The Bureau of Labor Statistics is withholding the release of a vital monthly jobs report because of the government shutdown, making it difficult to discern the state of the economy and hiring environment.
The government was supposed to release the September jobs numbers on Friday. But BLS stopped publishing reports midweek, when federal operations’ funding lapsed.
Economists say the situation will make it harder for central bankers at the Federal Reserve to decide if another cut to interest rates is warranted. More broadly, the uncertainty could worsen the expected slowdown in economic growth due to the government shutdown.
“The longer the shutdown drags on, the greater the risk to the private sector, the unemployment rate, and other spillover effects. For example, contractors that rely on government spending may opt to furlough workers who would then face a greater risk of losing income and reducing spending,” analysts at RBC Capital Markets said in a recent note to clients. “While there is no precise relationship between the duration of shutdowns and the drag on the economy, in this environment, the risk of slower growth stems from reduced visibility into the economy in an already uncertain period, and less so from the shutdown itself.”
The U.S. added only 22,000 jobs in August, according to the last jobs report, with health care being one of the few sectors seeing growth.
It was a disappointing report that added to concerns about a hiring slowdown — and raised the stakes around the September report. A new ADP report said the U.S. shed 32,000 jobs on private payrolls in September, but the official federal numbers often differ from that report.
Congressional leaders couldn’t overcome a Senate filibuster and fund the government this week, as Democrats held out for robust health care subsidies, including for illegal immigrants. That triggered the shutdown and the resulting blackout in economic data.
Sen. Elizabeth Warren, Massachusetts Democrat, said the BLS should have released the jobs report as planned.
“While the data has been processed and there was time to prepare for the data’s release in the event of a government shutdown, the Administration is choosing not to release Friday’s jobs report,” she wrote Thursday in a letter to BLS and Office of Management and Budget Director Russ Vought.
She pointed to recent comments from Fed Chair Jerome Powell, who said the bank’s Open Market Committee relies on monthly data to make decisions around interest rates.
“I urge you to authorize the release of the September Employment Situation report without delay,” Ms. Warren wrote. “The American people deserve transparency about the state of our economy.”
Wall Street is shrugging off the shutdown, with stocks trading in positive territory. Investors seem to be betting the shutdown won’t last long.

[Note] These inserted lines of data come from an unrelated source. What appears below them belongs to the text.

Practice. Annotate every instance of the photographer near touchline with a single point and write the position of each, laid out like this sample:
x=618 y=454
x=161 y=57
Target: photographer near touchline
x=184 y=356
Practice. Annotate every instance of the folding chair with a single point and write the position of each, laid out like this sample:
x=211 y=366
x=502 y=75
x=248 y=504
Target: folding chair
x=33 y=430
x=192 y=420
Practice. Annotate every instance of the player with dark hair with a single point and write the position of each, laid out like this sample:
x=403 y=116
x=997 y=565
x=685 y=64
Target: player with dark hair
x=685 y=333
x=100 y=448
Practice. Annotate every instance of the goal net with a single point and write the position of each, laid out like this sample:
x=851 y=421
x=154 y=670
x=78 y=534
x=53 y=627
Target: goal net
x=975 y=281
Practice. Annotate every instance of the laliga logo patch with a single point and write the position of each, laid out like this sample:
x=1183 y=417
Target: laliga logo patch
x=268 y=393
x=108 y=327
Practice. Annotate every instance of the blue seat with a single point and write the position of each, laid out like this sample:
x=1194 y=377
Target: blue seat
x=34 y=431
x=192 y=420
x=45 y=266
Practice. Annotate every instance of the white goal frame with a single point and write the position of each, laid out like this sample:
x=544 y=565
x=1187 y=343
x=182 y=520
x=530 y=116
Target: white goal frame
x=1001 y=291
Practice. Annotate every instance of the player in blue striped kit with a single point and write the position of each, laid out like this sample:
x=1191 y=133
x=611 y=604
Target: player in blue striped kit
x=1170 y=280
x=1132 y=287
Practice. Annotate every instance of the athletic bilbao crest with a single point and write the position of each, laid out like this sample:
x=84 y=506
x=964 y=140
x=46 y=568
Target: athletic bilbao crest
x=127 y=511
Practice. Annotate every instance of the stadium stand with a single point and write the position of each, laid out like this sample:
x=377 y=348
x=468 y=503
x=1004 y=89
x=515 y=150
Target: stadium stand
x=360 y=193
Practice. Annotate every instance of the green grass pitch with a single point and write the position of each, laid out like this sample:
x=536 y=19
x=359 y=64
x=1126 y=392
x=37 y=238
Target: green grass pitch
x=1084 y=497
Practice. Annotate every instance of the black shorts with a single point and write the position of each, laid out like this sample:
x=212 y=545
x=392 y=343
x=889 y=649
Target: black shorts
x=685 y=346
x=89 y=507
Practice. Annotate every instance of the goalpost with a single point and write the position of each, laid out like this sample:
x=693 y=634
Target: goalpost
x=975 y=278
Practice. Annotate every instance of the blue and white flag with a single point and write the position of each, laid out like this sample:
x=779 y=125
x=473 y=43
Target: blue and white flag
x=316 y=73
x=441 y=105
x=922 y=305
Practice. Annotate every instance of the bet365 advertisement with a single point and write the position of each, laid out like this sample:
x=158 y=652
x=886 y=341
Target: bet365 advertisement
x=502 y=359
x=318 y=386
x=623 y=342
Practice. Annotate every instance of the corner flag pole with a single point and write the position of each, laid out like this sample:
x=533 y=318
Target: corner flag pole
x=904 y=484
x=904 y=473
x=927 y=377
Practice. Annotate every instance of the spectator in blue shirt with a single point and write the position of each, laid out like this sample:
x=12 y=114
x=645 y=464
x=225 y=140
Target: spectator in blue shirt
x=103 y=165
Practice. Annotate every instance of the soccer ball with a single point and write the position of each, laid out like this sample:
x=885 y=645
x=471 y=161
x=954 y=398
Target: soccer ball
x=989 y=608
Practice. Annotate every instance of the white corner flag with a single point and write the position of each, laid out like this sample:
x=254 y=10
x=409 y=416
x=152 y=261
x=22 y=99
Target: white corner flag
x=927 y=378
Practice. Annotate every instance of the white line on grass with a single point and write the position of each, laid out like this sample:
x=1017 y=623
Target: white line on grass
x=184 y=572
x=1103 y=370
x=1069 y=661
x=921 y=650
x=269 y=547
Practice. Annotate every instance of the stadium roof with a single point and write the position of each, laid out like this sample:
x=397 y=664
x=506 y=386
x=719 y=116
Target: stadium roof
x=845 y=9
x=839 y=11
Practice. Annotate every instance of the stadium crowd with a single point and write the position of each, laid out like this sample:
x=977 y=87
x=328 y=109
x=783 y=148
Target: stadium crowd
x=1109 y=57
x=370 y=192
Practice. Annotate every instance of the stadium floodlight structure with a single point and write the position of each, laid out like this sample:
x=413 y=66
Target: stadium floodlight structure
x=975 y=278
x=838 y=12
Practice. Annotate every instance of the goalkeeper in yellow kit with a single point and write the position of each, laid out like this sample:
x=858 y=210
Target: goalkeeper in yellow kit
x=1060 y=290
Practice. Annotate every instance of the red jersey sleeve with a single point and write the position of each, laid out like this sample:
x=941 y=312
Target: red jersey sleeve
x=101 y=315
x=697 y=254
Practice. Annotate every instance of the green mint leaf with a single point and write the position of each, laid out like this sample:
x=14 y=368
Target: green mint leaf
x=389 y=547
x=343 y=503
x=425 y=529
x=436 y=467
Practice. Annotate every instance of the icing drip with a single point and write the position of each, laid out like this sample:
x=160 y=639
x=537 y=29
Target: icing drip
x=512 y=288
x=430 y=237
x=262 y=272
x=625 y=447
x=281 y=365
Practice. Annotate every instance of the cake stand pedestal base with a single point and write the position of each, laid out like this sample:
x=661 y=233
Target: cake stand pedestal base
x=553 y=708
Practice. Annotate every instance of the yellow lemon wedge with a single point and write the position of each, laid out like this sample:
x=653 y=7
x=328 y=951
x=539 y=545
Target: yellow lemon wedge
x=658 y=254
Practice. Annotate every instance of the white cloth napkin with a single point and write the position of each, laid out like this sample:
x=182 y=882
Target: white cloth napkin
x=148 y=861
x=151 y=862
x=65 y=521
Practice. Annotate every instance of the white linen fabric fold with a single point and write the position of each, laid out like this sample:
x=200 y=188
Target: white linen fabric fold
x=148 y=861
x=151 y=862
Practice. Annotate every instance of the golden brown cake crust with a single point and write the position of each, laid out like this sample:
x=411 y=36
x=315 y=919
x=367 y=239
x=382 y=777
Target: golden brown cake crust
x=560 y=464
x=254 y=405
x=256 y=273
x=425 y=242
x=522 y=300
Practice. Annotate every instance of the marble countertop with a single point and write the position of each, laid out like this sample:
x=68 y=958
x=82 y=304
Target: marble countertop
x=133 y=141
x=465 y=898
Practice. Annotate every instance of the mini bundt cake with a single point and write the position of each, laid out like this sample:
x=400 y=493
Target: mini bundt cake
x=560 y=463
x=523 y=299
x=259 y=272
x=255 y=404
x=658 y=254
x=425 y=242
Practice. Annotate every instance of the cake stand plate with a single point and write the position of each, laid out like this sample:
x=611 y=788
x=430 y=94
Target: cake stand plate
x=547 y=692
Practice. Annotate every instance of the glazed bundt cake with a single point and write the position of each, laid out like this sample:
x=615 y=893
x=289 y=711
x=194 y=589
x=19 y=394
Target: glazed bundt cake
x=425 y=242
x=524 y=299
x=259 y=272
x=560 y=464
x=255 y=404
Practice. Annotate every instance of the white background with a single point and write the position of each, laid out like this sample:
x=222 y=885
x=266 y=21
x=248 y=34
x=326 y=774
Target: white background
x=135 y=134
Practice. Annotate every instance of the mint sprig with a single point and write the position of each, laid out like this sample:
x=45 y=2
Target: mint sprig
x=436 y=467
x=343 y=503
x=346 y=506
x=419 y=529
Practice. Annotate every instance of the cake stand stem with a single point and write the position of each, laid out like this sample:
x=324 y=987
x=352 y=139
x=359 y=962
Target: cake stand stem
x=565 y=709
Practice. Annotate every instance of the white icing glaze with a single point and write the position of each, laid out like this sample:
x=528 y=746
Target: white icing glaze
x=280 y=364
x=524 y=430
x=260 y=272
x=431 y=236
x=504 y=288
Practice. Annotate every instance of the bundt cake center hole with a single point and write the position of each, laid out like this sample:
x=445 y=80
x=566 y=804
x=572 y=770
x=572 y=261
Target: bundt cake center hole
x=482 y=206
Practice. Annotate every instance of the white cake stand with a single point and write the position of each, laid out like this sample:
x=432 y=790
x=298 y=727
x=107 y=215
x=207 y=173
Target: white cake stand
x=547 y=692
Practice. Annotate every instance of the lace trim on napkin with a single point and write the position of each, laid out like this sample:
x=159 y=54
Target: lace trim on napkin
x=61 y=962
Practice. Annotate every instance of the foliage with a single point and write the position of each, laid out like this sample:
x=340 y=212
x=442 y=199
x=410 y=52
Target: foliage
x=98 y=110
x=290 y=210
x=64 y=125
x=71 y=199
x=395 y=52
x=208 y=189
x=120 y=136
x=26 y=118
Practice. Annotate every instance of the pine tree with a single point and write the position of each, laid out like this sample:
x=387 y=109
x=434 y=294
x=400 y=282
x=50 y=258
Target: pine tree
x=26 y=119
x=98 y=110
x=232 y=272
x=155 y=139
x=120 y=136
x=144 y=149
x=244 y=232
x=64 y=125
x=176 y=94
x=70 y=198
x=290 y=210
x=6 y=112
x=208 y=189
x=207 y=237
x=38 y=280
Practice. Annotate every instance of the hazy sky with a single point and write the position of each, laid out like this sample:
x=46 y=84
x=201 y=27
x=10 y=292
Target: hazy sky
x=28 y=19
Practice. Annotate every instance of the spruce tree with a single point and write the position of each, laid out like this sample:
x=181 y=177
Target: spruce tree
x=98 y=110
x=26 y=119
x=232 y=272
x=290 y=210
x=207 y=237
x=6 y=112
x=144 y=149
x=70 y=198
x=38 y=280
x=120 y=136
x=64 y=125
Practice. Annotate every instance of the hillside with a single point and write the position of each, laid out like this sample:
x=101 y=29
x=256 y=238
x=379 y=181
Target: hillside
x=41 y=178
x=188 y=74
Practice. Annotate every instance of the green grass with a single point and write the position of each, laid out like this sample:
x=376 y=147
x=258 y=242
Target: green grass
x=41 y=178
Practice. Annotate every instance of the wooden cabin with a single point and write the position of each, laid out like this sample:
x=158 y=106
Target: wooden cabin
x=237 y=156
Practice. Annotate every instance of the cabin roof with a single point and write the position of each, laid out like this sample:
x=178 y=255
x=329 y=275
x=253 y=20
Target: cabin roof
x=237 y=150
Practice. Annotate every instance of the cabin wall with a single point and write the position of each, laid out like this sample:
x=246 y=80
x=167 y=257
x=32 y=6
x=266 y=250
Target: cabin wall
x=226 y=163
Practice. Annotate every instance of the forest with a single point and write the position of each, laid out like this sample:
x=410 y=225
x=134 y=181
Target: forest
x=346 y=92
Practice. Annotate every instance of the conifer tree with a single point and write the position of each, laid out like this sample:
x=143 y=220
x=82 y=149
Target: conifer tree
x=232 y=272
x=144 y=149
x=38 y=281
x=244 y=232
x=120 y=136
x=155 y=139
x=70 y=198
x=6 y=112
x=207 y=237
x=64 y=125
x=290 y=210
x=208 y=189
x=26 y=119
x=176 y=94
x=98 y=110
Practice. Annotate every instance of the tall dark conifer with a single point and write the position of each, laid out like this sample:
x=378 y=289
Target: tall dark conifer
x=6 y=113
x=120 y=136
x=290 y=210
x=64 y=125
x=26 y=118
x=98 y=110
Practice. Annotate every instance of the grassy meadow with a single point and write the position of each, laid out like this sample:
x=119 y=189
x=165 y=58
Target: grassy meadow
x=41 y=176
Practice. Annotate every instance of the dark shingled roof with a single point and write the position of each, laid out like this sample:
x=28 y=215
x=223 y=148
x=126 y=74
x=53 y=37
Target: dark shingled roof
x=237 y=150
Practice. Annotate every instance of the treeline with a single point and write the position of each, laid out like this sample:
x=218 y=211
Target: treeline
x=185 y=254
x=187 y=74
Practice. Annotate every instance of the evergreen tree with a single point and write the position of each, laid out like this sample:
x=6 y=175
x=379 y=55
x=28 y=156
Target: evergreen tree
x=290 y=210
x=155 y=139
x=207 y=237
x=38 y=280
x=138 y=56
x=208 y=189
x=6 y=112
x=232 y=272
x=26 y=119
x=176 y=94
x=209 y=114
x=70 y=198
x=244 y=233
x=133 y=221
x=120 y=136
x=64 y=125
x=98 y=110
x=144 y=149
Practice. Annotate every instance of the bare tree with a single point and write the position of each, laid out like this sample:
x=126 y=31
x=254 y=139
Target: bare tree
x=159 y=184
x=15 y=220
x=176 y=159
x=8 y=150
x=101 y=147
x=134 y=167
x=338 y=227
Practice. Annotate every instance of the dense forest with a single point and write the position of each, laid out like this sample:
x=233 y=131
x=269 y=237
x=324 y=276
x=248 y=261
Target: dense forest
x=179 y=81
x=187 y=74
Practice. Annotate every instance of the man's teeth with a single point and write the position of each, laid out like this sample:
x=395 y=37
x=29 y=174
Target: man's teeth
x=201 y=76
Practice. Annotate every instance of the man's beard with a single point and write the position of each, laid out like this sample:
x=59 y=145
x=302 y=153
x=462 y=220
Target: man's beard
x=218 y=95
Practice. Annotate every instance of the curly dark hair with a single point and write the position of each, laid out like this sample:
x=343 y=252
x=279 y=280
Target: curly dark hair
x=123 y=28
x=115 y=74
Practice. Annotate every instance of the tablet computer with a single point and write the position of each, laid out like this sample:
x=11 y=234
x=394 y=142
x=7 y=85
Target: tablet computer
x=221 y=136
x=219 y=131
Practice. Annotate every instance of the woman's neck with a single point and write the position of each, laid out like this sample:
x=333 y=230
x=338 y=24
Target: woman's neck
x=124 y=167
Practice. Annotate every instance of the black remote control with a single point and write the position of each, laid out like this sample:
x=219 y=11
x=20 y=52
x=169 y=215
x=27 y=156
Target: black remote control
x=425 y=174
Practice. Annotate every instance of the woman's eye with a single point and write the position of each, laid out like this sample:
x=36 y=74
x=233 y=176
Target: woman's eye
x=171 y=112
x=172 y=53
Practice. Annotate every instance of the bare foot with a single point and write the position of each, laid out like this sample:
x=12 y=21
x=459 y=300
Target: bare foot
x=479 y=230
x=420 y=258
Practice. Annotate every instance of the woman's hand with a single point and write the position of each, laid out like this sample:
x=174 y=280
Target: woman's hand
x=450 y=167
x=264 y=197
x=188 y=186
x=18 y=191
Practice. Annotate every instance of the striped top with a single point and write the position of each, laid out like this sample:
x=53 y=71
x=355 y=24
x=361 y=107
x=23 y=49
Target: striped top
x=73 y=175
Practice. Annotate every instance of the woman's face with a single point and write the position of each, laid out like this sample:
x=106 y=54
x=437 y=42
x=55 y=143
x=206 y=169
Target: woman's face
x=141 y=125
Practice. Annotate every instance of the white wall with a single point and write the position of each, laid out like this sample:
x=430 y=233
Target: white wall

Others say real harm is being done.
Heather Long, the chief economist at the Navy Federal Credit Union, said the BLS has not released its jobs reports for the first time since a 2013 shutdown.
“It’s unsettling,” she wrote on X. The economy is about people. And a lot of people are struggling in this ‘frozen’ job market with almost no hiring. Is it stabilizing or getting worse? Today’s data would have shed important light on that.”